FA, meet F-O … Over the preceding decade, Germany denuclearized and, in so doing, unilaterally disarmed itself of sovereign electrons. The country shut down 17 reactors that once provided a third of its power, starving its industrial base, increasing carbon intensity vs. the keep-them-running counterfactual, backfilling the gap with coal and imported gas, and then FAFO’ing when the gas was weaponized by Moscow, or more recently, held up in the Strait of Hormuz.

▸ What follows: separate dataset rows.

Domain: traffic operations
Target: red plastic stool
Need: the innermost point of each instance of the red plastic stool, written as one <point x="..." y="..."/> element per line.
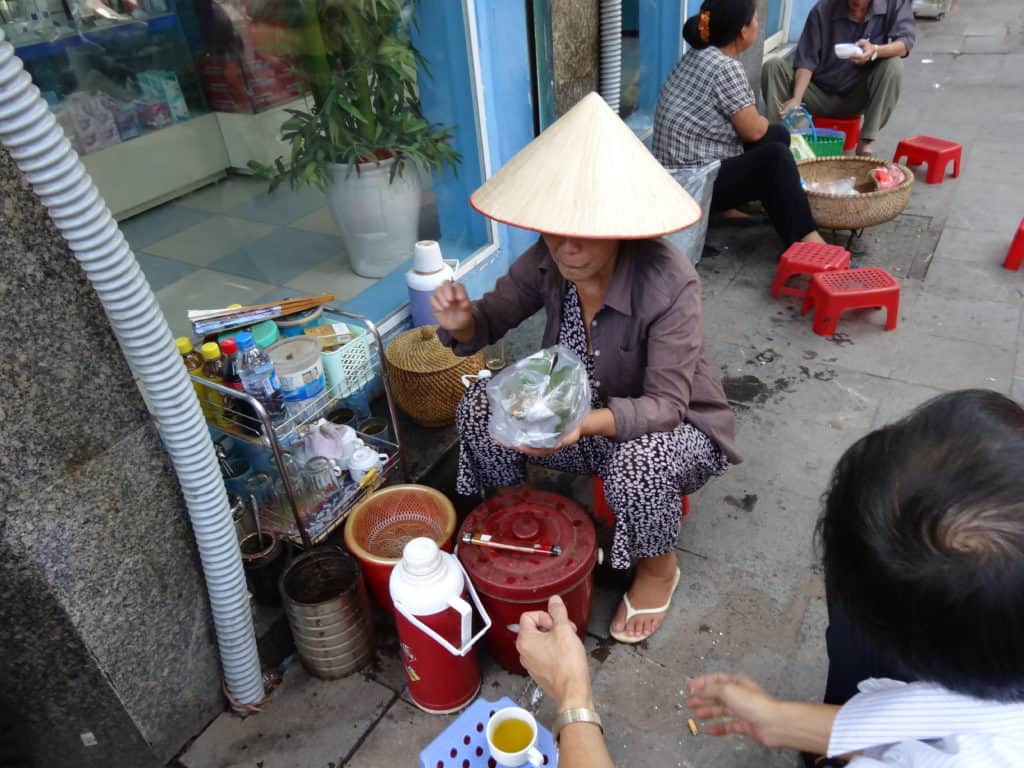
<point x="849" y="126"/>
<point x="833" y="293"/>
<point x="603" y="513"/>
<point x="936" y="152"/>
<point x="807" y="258"/>
<point x="1016" y="255"/>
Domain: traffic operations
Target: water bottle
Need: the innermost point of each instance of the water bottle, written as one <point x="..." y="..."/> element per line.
<point x="435" y="627"/>
<point x="258" y="377"/>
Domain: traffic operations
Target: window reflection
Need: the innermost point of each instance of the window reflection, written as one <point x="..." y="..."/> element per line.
<point x="173" y="103"/>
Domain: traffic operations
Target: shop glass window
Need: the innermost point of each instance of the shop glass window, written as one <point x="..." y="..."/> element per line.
<point x="170" y="102"/>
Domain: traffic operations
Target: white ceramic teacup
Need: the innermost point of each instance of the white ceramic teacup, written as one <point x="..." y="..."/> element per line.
<point x="528" y="754"/>
<point x="364" y="460"/>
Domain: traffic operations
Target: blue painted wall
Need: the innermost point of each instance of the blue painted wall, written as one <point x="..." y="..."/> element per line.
<point x="505" y="69"/>
<point x="660" y="45"/>
<point x="448" y="98"/>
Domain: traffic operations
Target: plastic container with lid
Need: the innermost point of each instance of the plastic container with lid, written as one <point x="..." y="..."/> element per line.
<point x="435" y="627"/>
<point x="430" y="269"/>
<point x="298" y="365"/>
<point x="295" y="325"/>
<point x="510" y="583"/>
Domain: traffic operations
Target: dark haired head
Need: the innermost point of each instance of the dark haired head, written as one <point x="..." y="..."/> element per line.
<point x="923" y="536"/>
<point x="719" y="23"/>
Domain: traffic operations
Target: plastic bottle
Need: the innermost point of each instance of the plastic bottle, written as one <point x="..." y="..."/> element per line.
<point x="192" y="358"/>
<point x="435" y="625"/>
<point x="238" y="411"/>
<point x="194" y="365"/>
<point x="259" y="378"/>
<point x="429" y="271"/>
<point x="213" y="370"/>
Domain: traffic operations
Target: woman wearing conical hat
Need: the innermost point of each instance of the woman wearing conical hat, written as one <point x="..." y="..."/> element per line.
<point x="629" y="305"/>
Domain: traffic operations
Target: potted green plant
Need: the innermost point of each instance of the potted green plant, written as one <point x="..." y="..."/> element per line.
<point x="365" y="139"/>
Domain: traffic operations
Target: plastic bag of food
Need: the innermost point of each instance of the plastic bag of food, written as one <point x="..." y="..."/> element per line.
<point x="540" y="399"/>
<point x="888" y="176"/>
<point x="800" y="148"/>
<point x="846" y="185"/>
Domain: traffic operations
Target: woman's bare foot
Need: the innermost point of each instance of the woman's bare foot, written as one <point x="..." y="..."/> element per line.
<point x="651" y="588"/>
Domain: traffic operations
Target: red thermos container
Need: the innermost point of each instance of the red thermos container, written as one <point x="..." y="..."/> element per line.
<point x="435" y="628"/>
<point x="510" y="583"/>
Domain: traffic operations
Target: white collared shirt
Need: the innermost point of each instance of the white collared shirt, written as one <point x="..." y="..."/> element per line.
<point x="924" y="725"/>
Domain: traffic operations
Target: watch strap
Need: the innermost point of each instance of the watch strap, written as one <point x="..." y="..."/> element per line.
<point x="576" y="715"/>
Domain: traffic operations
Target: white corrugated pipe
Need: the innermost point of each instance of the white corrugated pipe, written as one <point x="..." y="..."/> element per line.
<point x="38" y="145"/>
<point x="611" y="52"/>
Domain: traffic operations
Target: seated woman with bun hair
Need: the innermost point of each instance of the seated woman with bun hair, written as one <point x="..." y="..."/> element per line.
<point x="708" y="112"/>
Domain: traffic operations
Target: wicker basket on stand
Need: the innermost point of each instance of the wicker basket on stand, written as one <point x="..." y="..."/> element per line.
<point x="426" y="376"/>
<point x="854" y="212"/>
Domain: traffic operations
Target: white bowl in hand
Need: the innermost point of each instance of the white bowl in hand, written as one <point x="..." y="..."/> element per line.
<point x="848" y="50"/>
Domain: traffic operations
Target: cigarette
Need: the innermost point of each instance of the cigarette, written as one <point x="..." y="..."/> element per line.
<point x="485" y="540"/>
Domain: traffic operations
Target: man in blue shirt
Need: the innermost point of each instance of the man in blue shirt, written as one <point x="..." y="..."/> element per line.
<point x="867" y="84"/>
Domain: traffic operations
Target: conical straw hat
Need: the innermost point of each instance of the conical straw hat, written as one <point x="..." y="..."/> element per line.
<point x="587" y="176"/>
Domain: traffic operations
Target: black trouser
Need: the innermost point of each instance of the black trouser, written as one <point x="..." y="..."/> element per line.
<point x="766" y="171"/>
<point x="15" y="748"/>
<point x="852" y="658"/>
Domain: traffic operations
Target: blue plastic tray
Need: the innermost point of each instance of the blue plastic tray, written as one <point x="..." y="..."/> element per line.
<point x="464" y="744"/>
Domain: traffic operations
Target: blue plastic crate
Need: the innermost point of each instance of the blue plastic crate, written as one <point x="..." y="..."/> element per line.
<point x="464" y="743"/>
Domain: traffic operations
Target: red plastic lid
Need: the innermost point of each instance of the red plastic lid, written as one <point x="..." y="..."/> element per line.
<point x="528" y="517"/>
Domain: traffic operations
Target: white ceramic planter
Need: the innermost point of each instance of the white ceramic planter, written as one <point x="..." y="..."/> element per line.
<point x="379" y="221"/>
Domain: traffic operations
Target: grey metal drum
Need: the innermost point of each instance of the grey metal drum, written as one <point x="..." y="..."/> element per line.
<point x="326" y="602"/>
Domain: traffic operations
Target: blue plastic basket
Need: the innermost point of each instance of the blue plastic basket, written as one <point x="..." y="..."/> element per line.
<point x="824" y="142"/>
<point x="464" y="743"/>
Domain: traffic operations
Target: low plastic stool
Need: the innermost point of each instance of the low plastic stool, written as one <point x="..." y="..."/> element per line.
<point x="849" y="126"/>
<point x="464" y="743"/>
<point x="807" y="258"/>
<point x="937" y="153"/>
<point x="833" y="293"/>
<point x="1016" y="255"/>
<point x="603" y="513"/>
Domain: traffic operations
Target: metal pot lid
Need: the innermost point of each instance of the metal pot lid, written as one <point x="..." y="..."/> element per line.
<point x="527" y="517"/>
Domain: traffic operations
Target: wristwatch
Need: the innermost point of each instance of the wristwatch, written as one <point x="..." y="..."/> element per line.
<point x="576" y="715"/>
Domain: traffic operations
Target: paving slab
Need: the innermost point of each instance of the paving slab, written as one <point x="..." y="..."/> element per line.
<point x="968" y="245"/>
<point x="307" y="723"/>
<point x="981" y="281"/>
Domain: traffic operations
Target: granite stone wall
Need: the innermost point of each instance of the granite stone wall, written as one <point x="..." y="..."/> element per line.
<point x="107" y="644"/>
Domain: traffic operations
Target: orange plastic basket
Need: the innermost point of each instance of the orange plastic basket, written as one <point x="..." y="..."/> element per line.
<point x="379" y="527"/>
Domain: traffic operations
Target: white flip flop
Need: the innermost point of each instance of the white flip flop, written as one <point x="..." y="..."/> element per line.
<point x="631" y="612"/>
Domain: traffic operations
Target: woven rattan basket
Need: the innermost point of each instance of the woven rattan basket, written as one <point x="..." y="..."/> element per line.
<point x="426" y="377"/>
<point x="869" y="208"/>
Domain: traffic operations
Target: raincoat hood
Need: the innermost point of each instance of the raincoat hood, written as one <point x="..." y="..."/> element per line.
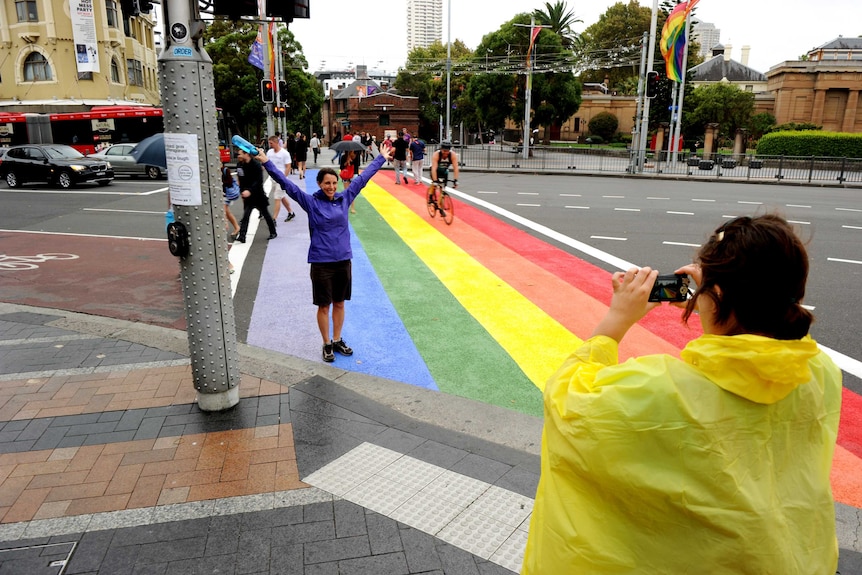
<point x="760" y="369"/>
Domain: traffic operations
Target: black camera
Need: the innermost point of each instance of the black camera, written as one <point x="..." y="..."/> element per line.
<point x="672" y="287"/>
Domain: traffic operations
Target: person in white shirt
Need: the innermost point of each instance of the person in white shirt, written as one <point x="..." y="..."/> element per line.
<point x="281" y="158"/>
<point x="314" y="144"/>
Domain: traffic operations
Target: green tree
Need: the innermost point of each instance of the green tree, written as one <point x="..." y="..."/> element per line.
<point x="721" y="103"/>
<point x="237" y="83"/>
<point x="560" y="19"/>
<point x="424" y="76"/>
<point x="555" y="95"/>
<point x="604" y="124"/>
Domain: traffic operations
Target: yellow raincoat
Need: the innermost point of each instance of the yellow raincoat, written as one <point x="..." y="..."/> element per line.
<point x="717" y="463"/>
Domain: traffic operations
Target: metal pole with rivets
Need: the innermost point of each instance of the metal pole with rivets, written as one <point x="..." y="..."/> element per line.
<point x="188" y="100"/>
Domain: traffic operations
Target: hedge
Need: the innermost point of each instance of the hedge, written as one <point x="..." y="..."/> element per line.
<point x="811" y="143"/>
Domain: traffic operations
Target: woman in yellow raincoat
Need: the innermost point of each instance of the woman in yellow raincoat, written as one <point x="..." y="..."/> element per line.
<point x="717" y="462"/>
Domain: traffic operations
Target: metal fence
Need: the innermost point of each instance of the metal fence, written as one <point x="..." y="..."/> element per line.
<point x="814" y="170"/>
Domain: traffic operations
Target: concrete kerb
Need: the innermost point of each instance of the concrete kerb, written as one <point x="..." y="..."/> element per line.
<point x="490" y="423"/>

And now? A couple weeks ago, Germany’s energy minister called the nuclear phase-out “a huge mistake.” The same could be said of other rich, industrialized societies whose rulers talked themselves into denuclearizing in recent decades — and are now scrambling to memory-hole this choice and reverse course ASAP.

Something is happening everywhere all at once…

The Energy Department has been bull-posting about the “nuclear renaissance” on main for months now…. And last week, if you keyword-searched the phrase, you would have gotten hits from the Texas Governor, DOE, and a Wall Street bank.

A new global nuclear consensus has taken hold, as was made evidently clear over the span of ~100 hours last week:

  • NEW ENGLAND: On Tuesday, the region’s six governors signed a joint commitment to keep their existing reactors online and advance new sites.
  • TEXAS: On Wednesday, Lone Star State opened applications for a $350M fund to pull reactor manufacturing and fuel-cycle capacity into the state.
  • CALIFORNIA: On Thursday, Diablo Canyon, once slated for closure, won NRC license renewal through 2045.
(Ryan here…folks, as someone who’s spent 90+% of his life in Texas or New England, trust me — you don’t see these two places agree on much.)

What happened?

Diablo Canyon, California’s largest clean power source, will remain online for two more decades.

The 180° turns in Berlin, Brussels, Sacramento, Washington, and elsewhere all amount to an admission that the denuclearization agenda was driven by something other than decarbonization, that clean baseload power shouldn’t be taken for granted, and that these rich societies will now pay the price to rebuild the thing they talked themselves into blowing up (in some cases, literally).

Even as you blow up a good thing you had going, others will keep building while you’re crashing out. China approved 10+ new reactor starts per year for four straight years and now accounts for 62% of all new construction globally — building at ~$2.50/watt in five years, versus ~$15/watt and a decade at Vogtle, America’s only new-build this century.

THE GOOD NEWS: America still operates the world’s largest civilian reactor fleet, has the deepest capital pools, and there are price-insensitive buyers (hyperscalers) lining up to take whatever they can get, as the AI Supercycle, electrification, and reindustrialization pull grid growth out of a decade-long flatline. Last but not least, the political will to build has clearly arrived. Now for the hard part of rediscovering the lost art (and tribal knowledge) of building big reactors on schedule and on budget.